I went for a run today. That, for once in my life, is nothing new. It’s great exercise, a good excuse to wander a bit, and really it’s spiritually enlightening . I’m a firm believer in metaphors, and actually doing the imagery is very helpful to what it is trying to represent. We are to run the run, Paul says, so that we’ll win. Starting off by running up an extremely steep path brings much light to the present spiritual realities.

That is my first insight, on the first half of my trip. My mind wanders, now that I’m in better shape, with leaps from dissecting the differences between equivalent theological terms such as perichoresis and circumincession. If a person doesn’t know these they are worth looking up, and spending a lifetime learning to understand. For about a mile this inner conversation, and how it relates to the various Protestant creeds, rattled around.

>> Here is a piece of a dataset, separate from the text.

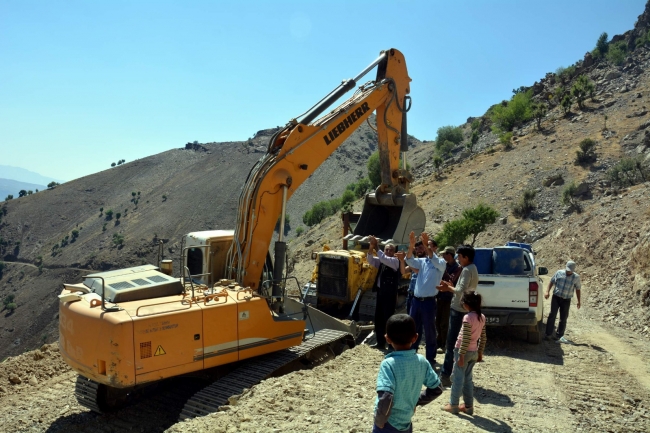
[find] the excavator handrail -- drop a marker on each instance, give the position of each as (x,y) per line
(109,309)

I always spend a bit thinking about church, past church experiences, future church hopes, thinking I wouldn’t mind being part of a church again, and thinking even more that I wouldn’t mind wandering to a different part of this nation or globe and starting something with a group of like minded people. When I was eleven I felt a strong call one evening to become a pastor. Part of me thinks this call is still maturing… but when it does…

All the while I pay attention to the state of the trees, the oaks whose leaves are now fading and twisting in preparation for winter demise; the pines who surprise me by their mere existence these days, the hearty survivors of a devastating infestation; the cedars who last through it all and this year are covering in cedar nuts, making them look like hundred foot christmas trees decorated with tasteful green and brown bulbs. I keep my eye out for the coyotes who I see regularly. I don’t know why I do that. I’m intrigued I guess.

I also keep my eye out for bears, which are common around here even though I’ve never seen one myself. Though, I hear they are common back in Pasadena.

Birds abound, squirrels scamper, ravens caw and croak in the distance. My mind wanders all around, settling plot points, explaining to myself–again–my reasons for being up here, wondering what it would have been like had I chosen another path, thinking I would have ended up here anyhow as the Spirit does what it does eventually. Thinking of family, and interesting people I’ve interacted with recently, some more interesting than others which becomes an interesting train of thought of its own.

I come down the mountain, off the dirt trail which winds through the hills, up and down all around, making a two mile or so loop. Then on the asphalt for a while, up and down and all around, except passing by homes instead of empty wilderness. I run up a hill and down, then up, and up, and up, then turn onto a small access road, mostly dirt covered with hints that at one time there was more. The trail thins, and again I’m surrounded by the forest. Then my thoughts fade with the rising wind, the gusts pick up as I run along into it, the trees dance and sing with the movement of air, my soul exults in joining the ballet of nature all around. There is a light mist, thin, barely perceptible, until I turn a corner and see bright rays of sunlight shining through gaps in tall oaks, spotlights shining down upon the trail. A squirrel runs out in front of me, scurries back up the tree. I keep running. Until I get home at least. Then I stop, let the aroma of the forest fill my nostrils as I catch my breath. Five miles up and around, and countless thoughts dealt with and filed away, I was cleansed of soul and refreshed of mind.

There are benefits to this life.

The day was fine all around, the kind of day which doesn’t prompt a lot of consideration as everything seemed to be just right. I wrote all morning, ran in the afternoon, filled up spaces with assorted other tasks, and now finish the day tired and ready to begin again tomorrow. Each day our daily bread. I pray the same for tomorrow.